RSF Türkiye Temsilcisi Erol Önderoğlu
Önderoğlu ayrıca, “en azından gazeteci hakları bakımından, Ekim 2019 tarihli Birinci Yargı Paketi’nin ruhuyla bu tasarı arasında vahim bir çelişki ve şizofreni haline tanık olunduğunu’’ ifade etti. “Bizce, yargı reformu zaten göz boyamaydı” diyen Önderoğlu, “Türkiye hangisi; iyi kötü demokratik değerlere sarılmayı seçen mi, gönlünü otoriterliğe kaptıran mı? Gazetecilerin koronavirüs sürecinde düşünce suçlularıyla birlikte muhtemel olarak mahpus bırakılacak olması ve Hakan Aygün’ün tutuklanması, demokratik bir geleceğin uzun süre hayal olarak kalacağını zaten gösteriyor” şeklinde konuştu.
“Tasarıya göre kalem, silahtan daha tehlikeli"
Tasarının yeni infaz düzenlemesinin cezaevlerindeki gazeteciler ve diğer siyasi mahkumlar açısından avantajlı hiçbir düzenleme sağlanmadığını söyleyen Türkiye Gazeteciler Sendikası (TGS) avukatlarından Ülkü Şahin de "Aksine sıklıkla ifade özgürlüğü dosyalarında gördüğümüz suçlamaların değil; cinsel saldırı, uyuşturucu, işkence, kasten öldürme suçları lehine düzenlemeler var” diyor.

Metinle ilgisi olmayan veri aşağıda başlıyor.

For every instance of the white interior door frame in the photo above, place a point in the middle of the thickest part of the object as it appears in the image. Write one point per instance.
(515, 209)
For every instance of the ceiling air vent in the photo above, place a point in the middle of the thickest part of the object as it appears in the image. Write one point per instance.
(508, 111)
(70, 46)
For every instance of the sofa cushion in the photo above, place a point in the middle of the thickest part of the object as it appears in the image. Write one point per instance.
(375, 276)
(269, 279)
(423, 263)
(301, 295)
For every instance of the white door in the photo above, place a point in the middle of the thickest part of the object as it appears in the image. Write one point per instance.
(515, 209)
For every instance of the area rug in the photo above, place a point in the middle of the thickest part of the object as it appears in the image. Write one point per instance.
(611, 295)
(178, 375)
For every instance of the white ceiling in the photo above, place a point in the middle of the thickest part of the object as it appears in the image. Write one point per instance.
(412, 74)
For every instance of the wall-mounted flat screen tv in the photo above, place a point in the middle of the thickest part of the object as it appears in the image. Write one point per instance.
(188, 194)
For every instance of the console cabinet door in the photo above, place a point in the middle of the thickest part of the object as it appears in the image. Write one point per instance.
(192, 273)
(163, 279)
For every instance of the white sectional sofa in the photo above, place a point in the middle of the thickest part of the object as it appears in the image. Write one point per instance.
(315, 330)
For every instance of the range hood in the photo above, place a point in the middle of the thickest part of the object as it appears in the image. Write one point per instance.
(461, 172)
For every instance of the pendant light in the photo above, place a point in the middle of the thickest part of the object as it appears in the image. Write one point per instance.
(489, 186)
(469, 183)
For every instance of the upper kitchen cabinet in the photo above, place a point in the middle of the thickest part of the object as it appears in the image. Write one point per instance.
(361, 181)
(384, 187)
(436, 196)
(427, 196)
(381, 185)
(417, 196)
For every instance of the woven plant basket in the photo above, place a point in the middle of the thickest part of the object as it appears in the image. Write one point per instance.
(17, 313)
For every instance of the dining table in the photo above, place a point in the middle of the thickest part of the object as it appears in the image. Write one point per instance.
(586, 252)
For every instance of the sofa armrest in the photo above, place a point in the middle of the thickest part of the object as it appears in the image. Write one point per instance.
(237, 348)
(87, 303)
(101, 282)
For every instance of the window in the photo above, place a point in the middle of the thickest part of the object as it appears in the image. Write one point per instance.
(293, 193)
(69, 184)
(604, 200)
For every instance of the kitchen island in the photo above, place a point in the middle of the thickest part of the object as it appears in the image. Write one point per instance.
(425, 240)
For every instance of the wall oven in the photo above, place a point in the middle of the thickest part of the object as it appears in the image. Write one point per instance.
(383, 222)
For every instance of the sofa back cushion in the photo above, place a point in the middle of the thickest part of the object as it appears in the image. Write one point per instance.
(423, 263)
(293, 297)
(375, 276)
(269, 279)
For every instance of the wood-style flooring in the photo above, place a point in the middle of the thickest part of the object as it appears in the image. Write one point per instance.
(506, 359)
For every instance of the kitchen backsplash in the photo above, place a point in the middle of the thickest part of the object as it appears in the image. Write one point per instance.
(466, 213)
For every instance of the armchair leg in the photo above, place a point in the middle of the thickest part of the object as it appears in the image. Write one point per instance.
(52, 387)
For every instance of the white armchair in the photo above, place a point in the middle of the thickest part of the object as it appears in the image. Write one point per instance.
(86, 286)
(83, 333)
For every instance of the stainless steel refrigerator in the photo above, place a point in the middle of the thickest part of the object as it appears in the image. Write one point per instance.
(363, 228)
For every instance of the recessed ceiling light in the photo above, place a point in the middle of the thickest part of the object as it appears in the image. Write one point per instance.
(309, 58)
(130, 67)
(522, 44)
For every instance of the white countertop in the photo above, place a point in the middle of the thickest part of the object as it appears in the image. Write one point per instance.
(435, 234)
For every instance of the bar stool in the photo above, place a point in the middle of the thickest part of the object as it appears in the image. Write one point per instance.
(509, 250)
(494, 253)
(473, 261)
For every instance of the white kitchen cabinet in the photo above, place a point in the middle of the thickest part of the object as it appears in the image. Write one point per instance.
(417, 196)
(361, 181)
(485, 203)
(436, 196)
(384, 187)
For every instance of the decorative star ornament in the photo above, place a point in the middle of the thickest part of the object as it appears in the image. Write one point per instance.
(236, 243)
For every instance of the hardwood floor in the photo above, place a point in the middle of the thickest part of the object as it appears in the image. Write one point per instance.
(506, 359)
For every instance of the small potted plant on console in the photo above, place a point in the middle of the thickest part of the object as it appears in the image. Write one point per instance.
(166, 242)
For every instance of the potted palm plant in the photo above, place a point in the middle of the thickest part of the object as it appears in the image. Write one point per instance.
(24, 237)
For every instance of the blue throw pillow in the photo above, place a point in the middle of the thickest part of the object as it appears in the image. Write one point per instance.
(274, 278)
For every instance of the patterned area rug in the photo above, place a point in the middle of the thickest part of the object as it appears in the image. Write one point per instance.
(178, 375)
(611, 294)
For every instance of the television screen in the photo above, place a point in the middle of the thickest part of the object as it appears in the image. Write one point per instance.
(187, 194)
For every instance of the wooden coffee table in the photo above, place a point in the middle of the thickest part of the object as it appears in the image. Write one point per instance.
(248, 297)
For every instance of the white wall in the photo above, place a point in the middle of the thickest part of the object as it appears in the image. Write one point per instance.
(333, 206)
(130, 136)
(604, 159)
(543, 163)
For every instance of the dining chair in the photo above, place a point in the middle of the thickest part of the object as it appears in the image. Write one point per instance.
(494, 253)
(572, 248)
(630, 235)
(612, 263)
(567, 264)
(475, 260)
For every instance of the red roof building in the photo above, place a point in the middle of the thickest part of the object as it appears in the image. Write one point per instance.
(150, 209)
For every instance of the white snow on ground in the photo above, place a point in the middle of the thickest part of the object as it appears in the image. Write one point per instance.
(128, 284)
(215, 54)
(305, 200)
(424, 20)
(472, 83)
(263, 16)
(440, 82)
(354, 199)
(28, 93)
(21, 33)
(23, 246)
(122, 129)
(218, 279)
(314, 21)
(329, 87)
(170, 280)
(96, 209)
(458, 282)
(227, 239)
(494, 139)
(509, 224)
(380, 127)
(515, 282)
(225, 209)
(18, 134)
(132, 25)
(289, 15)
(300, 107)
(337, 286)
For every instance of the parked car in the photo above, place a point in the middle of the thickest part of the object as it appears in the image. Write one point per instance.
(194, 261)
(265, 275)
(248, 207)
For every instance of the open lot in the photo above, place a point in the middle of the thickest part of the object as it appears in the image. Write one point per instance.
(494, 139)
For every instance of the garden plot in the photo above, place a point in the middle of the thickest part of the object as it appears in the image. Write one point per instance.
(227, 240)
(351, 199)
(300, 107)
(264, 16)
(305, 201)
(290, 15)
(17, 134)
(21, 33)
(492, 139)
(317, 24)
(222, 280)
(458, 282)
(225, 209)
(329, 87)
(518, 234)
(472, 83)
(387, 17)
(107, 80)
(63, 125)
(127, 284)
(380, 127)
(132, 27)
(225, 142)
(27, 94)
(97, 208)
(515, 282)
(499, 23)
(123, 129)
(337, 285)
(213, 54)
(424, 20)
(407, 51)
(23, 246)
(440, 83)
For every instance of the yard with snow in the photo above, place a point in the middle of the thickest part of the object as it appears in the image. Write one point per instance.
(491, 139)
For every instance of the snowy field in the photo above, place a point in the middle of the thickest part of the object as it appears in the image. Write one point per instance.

Avukat Şahin, ”Gazeteciler, şiddete teşvik dahi içermeyen, ifade özgürlüğü kapsamında değerlendirilmesi gereken haberlerinden dolayı üyelik, propaganda, halkı kin ve düşmanlığa tahrik gibi suçlamalar ile içeride tutulmaya devam ederken; eline silah alarak kadına, çocuğa şiddet uygulamış kişiler bu düzenlemeden faydalanarak dışarıya çıkacak ve halkın arasına karışacak’’ ifadelerini kullanıyor. “Tasarı sahiplerine göre, eli kalem tutan gazeteci, eline silah alandan daha tehlikeli. Bu da devletin gazeteci ve siyasi mahkumlara bakışını ortaya koyuyor” diyen Şahin’e göre infazda şiddet kriteri gözetilerek eşitlik sağlanması gerekiyor.
Avukat Ülkü Şahin
"Toplumsal mutabakat söz konusu değil"
Avukat Ülkü Şahin, tasarıda gözden kaçan ve “basın özgürlüğü açısından kabul edilemez bir hususun daha bulunduğunu” söylüyor. Düzenlemedeki, “Basın İlân Kurumu aracılığıyla resmi ilan ve reklam yayınlama hakkı verilmeyen veya kesilen gazetelerin ceza infaz kurumuna kabul edilmeyeceği ve yabancı dilde yayımlanmış gazete ve dergilerin ceza infaz kurumuna kabul edilmesinde Adalet Bakanlığı’nın yetkili olduğu” şeklindeki maddeye dikkat çeken Şahin, “Tasarının yasalaşması halinde yakın zamanda örneğini gördüğümüz şekilde Evrensel, BirGün gibi muhalif basına uygulanan keyfi ilan kesme cezalarıyla cezaevlerine girişleri ve mahkumların haber alma özgürlükleri engellenecek" diyor.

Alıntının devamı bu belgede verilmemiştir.